Oh...Torpedo, You can keep 3+ amount of Corydoras Catfish or "Cory Cats" depending of tank size. It is best if they are albino, Bettas tend not to bully the albino's as much because they dislike some other fish with bright colours. they are also a schooling fish, thats why I say 3+ the corys that is! I know there are other fidh, but I like corys because they are bottom feeders, and make cleaning alot easyier, and They are kinda cute! lol and only get about 
3'' long, I'll stop babling now, do research though...It will help in your decision!

Good Luck!


----------



## BlueMaxx (Jan 10, 2006)

stillpondering if I want to put cory's in with flipper


----------



## Imbrium (Feb 7, 2005)

Flake food is ok for bettas, it's not bad for them at all. Most bettas won't eat flakes though. That's why they aren't recommended.


----------



## [*][ShelBy][*] (Feb 11, 2006)

Yeah Jorge can't ever figure out how to get his mouth amound the flakes, and it I break them up smaller, they sink before he can get them, I stick with pellets.


----------



## BlueMaxx (Jan 10, 2006)

pellets rock they float too and that helps


----------



## Kyle (Mar 18, 2006)

i feed my betta hikari betta pellets and he loves them most of my bettas i got didnt eat for couple days when i got him this one i dropped 2 in prob gone in 1 min!


----------



## SueM (Jan 23, 2004)

Torpedo said:


> Glad your fish is doing better!
> 
> Is there anything at all you can put with a betta?



I have had mine with Tetras, angels, mollies, cories you name it. But stay away from the Danios, they will pick on the betta. Also if they are in a larger tank (say 5 gal+) they are much less likely to pick on the other fish.


----------



## BlueMaxx (Jan 10, 2006)

I feed mine the same hikari betta pellets! His color is awsome here is flipper...


----------



## Ben Mazur (Mar 21, 2006)

The hikari food is great. Hey Kyle, wanna split the fee on a few bloodworms from pp? When I get my bubble gum betta atleast.


----------



## Alisha (Aug 5, 2005)

[*][ShelBy][*] said:


> Oh...Torpedo, You can keep 3+ amount of Corydoras Catfish or "Cory Cats" depending of tank size. It is best if they are albino, Bettas tend not to bully the albino's as much because they dislike some other fish with bright colours. they are also a schooling fish, thats why I say 3+ the corys that is!
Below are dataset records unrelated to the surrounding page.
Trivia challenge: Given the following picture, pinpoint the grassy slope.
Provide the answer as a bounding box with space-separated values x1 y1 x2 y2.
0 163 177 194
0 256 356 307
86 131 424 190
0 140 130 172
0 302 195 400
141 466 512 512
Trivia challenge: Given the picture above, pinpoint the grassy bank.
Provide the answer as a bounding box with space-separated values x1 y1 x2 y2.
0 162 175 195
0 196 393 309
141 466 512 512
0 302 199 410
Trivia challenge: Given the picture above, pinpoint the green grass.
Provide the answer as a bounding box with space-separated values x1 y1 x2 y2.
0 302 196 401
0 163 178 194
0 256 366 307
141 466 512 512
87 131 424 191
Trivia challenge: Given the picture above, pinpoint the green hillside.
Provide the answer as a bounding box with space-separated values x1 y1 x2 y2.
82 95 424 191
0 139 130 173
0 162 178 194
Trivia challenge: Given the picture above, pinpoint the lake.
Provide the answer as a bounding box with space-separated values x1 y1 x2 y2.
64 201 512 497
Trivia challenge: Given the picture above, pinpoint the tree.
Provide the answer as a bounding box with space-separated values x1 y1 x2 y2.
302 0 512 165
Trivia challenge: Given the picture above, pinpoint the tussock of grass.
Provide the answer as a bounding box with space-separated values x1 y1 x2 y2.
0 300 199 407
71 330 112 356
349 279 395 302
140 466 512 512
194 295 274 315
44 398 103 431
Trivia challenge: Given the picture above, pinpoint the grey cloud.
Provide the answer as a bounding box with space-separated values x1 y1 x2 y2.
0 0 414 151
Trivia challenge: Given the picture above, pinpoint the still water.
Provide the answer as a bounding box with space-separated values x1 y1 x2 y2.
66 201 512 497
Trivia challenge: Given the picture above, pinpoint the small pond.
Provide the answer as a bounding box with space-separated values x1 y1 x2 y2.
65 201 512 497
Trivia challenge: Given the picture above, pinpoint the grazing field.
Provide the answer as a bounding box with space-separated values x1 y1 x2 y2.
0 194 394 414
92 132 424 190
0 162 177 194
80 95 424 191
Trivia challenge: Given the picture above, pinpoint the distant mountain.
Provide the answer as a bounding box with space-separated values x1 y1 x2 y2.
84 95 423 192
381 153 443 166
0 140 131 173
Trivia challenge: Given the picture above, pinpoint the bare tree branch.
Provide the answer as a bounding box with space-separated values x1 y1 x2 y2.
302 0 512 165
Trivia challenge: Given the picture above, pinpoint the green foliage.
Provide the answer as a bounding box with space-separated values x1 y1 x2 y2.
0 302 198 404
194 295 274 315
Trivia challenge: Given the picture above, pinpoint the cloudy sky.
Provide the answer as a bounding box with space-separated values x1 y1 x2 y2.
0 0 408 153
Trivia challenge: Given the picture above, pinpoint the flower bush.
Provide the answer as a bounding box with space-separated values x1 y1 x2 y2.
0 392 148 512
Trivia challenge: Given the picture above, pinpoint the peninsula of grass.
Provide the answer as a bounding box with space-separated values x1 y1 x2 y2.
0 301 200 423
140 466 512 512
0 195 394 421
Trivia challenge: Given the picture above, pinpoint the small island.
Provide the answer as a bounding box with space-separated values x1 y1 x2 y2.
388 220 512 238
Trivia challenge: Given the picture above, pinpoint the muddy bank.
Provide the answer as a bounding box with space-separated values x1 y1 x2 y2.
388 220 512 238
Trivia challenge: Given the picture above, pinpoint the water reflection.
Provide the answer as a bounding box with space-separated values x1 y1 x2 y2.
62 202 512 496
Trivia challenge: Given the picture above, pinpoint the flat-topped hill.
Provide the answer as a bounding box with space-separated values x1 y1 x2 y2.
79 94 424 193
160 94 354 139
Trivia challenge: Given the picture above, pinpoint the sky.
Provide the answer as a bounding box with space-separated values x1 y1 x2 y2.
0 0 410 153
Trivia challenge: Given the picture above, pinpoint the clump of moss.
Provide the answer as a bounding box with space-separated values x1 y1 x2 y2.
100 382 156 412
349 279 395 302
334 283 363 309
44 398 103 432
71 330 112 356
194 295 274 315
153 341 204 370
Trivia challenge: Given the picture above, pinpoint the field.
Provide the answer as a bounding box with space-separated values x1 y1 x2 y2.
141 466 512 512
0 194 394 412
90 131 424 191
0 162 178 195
I know there are other fidh, but I like corys because they are bottom feeders, and make cleaning alot easyier, and They are kinda cute! lol and only get about
> 3'' long, I'll stop babling now, do research though...It will help in your decision!
> 
> Good Luck!



I agree Shelby, I just rececently got a few corydoras, albino ones. It took my betta about 2 days to get used to them, and now he really actually likes them I think, if not, he at least tollerates them. And I agree I think they are great little fish to go with a betta...anyhow I was just agreeing.


----------



## BlueMaxx (Jan 10, 2006)

Bubblegum betta?


----------